Now there was a statement that just begged a question, and if he asked it he’d have laid money on her being able to produce a first-class sob story… Ironically, he was half inclined to believe it might even be true! If this was acting, it was Oscar-class stuff.

‘Simple philanthropy rarely covers my mother’s behaviour…’

‘It’s true,’ Kat fired back, angry on Drusilla’s behalf. ‘Your mother was being kind to me, offering me the job…not that I’m not very well qualified.’ She frowned fiercely and divided her glare that said she was willing to defend her credentials between both men. ‘You see, she went to school with my mum and she knew I was in a bit of a fix…moneywise…’ An uncomfortable flush mounted her smooth cheeks as she hastily skipped over this subject.
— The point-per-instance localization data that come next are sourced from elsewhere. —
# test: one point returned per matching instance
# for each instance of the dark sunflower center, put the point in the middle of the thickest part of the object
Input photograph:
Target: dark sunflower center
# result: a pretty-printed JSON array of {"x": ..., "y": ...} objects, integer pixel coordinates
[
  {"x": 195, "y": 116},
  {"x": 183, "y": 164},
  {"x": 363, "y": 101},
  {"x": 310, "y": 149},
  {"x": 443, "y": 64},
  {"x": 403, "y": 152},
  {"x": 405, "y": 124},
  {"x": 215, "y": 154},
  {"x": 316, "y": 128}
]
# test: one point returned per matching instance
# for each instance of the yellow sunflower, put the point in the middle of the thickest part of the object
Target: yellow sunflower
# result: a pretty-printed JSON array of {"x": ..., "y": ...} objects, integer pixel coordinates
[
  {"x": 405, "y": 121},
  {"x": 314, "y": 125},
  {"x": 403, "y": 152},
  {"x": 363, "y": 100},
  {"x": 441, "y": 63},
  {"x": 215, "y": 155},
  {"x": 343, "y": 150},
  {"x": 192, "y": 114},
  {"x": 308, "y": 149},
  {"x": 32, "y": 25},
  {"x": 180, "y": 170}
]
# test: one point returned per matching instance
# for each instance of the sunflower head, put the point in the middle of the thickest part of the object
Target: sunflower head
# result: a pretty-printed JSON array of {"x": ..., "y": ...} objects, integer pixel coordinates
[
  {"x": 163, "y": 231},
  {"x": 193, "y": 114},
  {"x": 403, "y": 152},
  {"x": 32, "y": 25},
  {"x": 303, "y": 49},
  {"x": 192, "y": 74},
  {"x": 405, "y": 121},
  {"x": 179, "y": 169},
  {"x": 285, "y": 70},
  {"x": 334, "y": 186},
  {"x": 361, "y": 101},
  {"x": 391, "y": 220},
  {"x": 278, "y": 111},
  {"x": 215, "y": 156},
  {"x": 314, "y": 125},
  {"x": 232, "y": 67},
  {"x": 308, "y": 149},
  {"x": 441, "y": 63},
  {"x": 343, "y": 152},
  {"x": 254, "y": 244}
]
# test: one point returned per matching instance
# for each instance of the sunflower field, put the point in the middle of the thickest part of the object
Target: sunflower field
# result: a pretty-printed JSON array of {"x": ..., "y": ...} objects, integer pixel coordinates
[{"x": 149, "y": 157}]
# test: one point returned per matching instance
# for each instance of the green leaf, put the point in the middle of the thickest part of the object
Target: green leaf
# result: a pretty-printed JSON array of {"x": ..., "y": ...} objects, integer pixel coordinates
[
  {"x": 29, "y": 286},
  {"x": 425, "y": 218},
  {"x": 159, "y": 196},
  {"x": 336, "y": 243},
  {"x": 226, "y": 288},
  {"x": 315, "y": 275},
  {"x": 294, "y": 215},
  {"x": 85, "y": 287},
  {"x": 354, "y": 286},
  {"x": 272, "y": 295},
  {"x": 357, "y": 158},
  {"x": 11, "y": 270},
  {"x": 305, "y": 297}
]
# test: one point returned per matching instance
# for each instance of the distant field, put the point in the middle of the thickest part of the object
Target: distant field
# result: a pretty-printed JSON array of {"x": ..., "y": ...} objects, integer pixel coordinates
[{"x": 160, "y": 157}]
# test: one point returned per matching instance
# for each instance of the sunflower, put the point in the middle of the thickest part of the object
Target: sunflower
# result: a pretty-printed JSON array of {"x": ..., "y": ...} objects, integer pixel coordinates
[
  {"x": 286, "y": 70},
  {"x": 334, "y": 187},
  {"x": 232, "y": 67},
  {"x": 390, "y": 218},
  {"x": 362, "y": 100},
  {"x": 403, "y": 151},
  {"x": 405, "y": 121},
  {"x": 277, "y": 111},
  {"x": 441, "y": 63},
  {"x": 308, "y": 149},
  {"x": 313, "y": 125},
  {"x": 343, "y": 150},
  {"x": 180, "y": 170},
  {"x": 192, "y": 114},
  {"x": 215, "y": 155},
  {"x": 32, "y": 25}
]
‘I can’t help but feel it might have been simpler all round if she’d just given you the money, not foisted you on me.’

Kat’s eyes widened in indignation. ‘I don’t take charity!’

‘A girl with principles,’ he drawled.

‘You find that funny?’ she snapped from between clenched teeth.

‘I find it commendable,’ he replied with such patent insincerity that Kat felt like hitting him over the head with one of his crutches. She didn’t normally have such violent inclinations, but he was an extremely trying man.

‘I’m more than capable of working for my money…’

‘And is this…project paying very well?’

This was one nasty insinuation too many, as far as Kat was concerned. ‘Let’s just say that I’d need to be getting an awful lot more if the job description included trying to get romantic with you! I don’t mean to be rude—’

‘You do surprise me—’

‘—but you did ask,’ she finished defiantly. ‘And I don’t know why you’re acting so offended. Nobody’s suggested you’re stupid and avaricious enough to agree to marry someone if you were paid enough!’

‘I don’t think my mother paid you.’

He didn’t add that the prospect of being his wife would be financial inducement enough for a lot of women… Maybe not this woman…? Definitely not this woman! It had been some time since he’d met a starry-eyed idealist, which no doubt accounted for the fact it had taken him so long to recognise this one. In his opinion, idealism was a dangerously unpredictable trait.

Her brows shot up in elaborate surprise. ‘You think I’d do it for free?’ she flung back childishly.

For the first time she glimpsed a flicker of genuine humour in his electric blue eyes.

‘I think she was relying on propinquity and my natural charm to do the job,’ he responded drily. He smiled and provided her with a brief but dazzling flash of that charm. ‘You look dubious…but, you see, mothers,’ he explained gravely, ‘are notoriously blind when it comes to their off-spring.’

‘I didn’t mean to be—’

Matt waved aside her protest with a faint movement of his long tapering fingers. ‘Personal…I know. For someone who is keen on professional detachment, you cram in more insults per minute than anyone else I’ve ever met.’